從這一點上,后現代主義中的女性主義,想要加強與社會的聯系,以現實的功利作為最后勝利的目標無可厚非,也革新了現代主義中那種純粹的“反映”與不作為,卻在實踐的過程中走向極端,忽略了流派本身理論的建構。
現代主義的另一個杰出代表葉芝,作為長期處于英殖民統治下的愛爾蘭的本土居民,在國家不獨立的狀態下卻并不關心政治運動,也可以看出現代主義的精神化傾向。葉芝所處的19世紀末20世紀初,英國更加工業化現代化,而愛爾蘭的鄉土氣息讓葉芝沉醉。這是他深受唯美主義影響的外在表現。葉芝認為,古老的愛爾蘭充滿了浪漫情調,其風物人情具有更多的優雅氣質,不像英格蘭,早已被現代工業文明所滲透,到處是物質和實利性;因此,在葉芝心目中,英格蘭和愛爾蘭幾乎就是理想和現實的對比。 從這可以看得出,葉芝更愿意發掘內心的情感,而厭惡將現實的功利性作為追求的首要標準。他被自己所追求的毛特崗拖入暴力式的政治運動中是的痛苦與無奈更顯示出了他對于社會運動的冷靜思考。他并不認同激烈的政治運動,而是寄希望于重塑屬于愛爾蘭的民族文化,希望通過文化的凝聚力使愛爾蘭在精神上先得到獨立,才能真正的獲得物質形式上的自治。從這一主張可以清楚地看出葉芝對精神力量的堅信和對現實功利的懷疑,這也是現實主義關注的。
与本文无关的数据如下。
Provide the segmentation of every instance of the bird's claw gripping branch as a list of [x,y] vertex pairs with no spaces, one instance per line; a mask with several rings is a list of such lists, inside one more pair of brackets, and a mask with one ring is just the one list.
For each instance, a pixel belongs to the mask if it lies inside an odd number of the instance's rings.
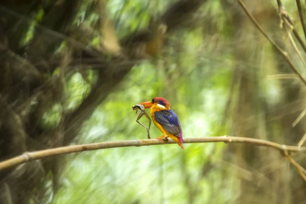
[[[132,108],[133,108],[133,110],[134,110],[134,111],[135,110],[136,111],[137,114],[138,114],[139,111],[140,111],[140,112],[139,113],[139,115],[138,115],[138,117],[137,117],[137,119],[136,119],[136,122],[137,122],[138,123],[139,123],[141,125],[145,128],[145,129],[147,130],[148,139],[151,139],[151,138],[150,137],[150,132],[149,132],[150,126],[151,126],[151,119],[150,118],[150,117],[149,117],[148,114],[145,112],[144,106],[139,105],[139,104],[136,104],[136,105],[132,106]],[[141,117],[142,117],[144,115],[149,120],[149,127],[148,128],[139,121],[139,120],[140,119],[140,118],[141,118]]]

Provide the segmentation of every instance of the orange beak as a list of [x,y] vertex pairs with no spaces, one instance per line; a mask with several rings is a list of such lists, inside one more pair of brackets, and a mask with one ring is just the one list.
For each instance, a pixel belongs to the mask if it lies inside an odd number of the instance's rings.
[[139,104],[144,106],[144,108],[149,108],[152,107],[152,103],[151,101],[141,103]]

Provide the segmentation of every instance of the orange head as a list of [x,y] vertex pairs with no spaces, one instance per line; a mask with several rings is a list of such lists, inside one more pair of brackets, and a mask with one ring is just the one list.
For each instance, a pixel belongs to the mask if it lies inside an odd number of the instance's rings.
[[152,106],[162,106],[165,109],[170,109],[170,104],[167,100],[161,97],[155,97],[152,100],[139,104],[144,106],[144,108],[151,108]]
葉芝由于“表達了整個民族精神”而獲得了1923年度諾貝爾文學獎,是他關注文化本身,呼喚文化的獨立,從某種程度上看,與伍爾芙對女性的關注和反映是一樣的:它們都來自于對現實的關注和思考,但并沒有直接付諸實踐,而是進行深層剖析和思慮,而這些都來自于他們對現實功利的鄙夷。
與葉芝相似的后殖民主義,在后現代語境中,卻有了不同的聲音。其中非洲是比較有代表性的。非洲因為文化相似度較高,彼此之間的區分并不是特別明顯,所以在文化上比較容易形成“非洲文化”的概念。這種民族文化的堅持者一般愿意把振興非洲文化作為自己的目標,甚至企圖顛覆歐洲文化的中心地位。非洲文化協會的例子比較有代表性。這一協會的目標是確認一種非洲文化的存在,在民族各別的層面上對這種文化做出評估,并揭示他們民族文化的內部原動力,同時也達到另一目標:與歐洲文化協會并肩共存,而后者曾經揚言要將自身轉為“世界文化協會”。 從這可以看出,后殖民主義的批評更加關注自身能否推動現實,能否達到一個現實功利的目標。這種希冀通過文化批評推動某個目標實現的思潮在后現代主義中比較普遍。而葉芝的理論和伍爾芙的一樣,停留在呼喚文化本身,探討問題本身的層面,雖然沒有現實的功利性目標的存在,沒有足夠的實踐,但至少沒有像女性主義和后殖民主義一樣走向某個極其危險的極端。
另外,尼采的唯意志主義文論酒神精神是悲劇藝術的根本,關注藝術本身,也是現代主義關注精神領域的重要代表。雖然像卡夫卡那樣“他畫面中的現實主義總是超過了想象力” ,但筆者認為,這種“現實”只不過是基于實際的客觀表現,而更多的是通過這種表現來表達一種精神的宣泄。像《變形記》中對格里高爾所面對的冷眼與不公的待遇,表現出了現實中的冷漠,卻在更深的層次上渲染了人心中的精神匱乏與漠然,真實的反映內心。而沒有走向以此改變社會的道路。
由此,筆者認為,現代主義的不同流派,尤其女性主義,比后現代主義更加關注內心情感的表達,而不是突兀的聯系和企圖推動社會走向的變化,因而視野比后現代主義更廣闊些,不易走向極端。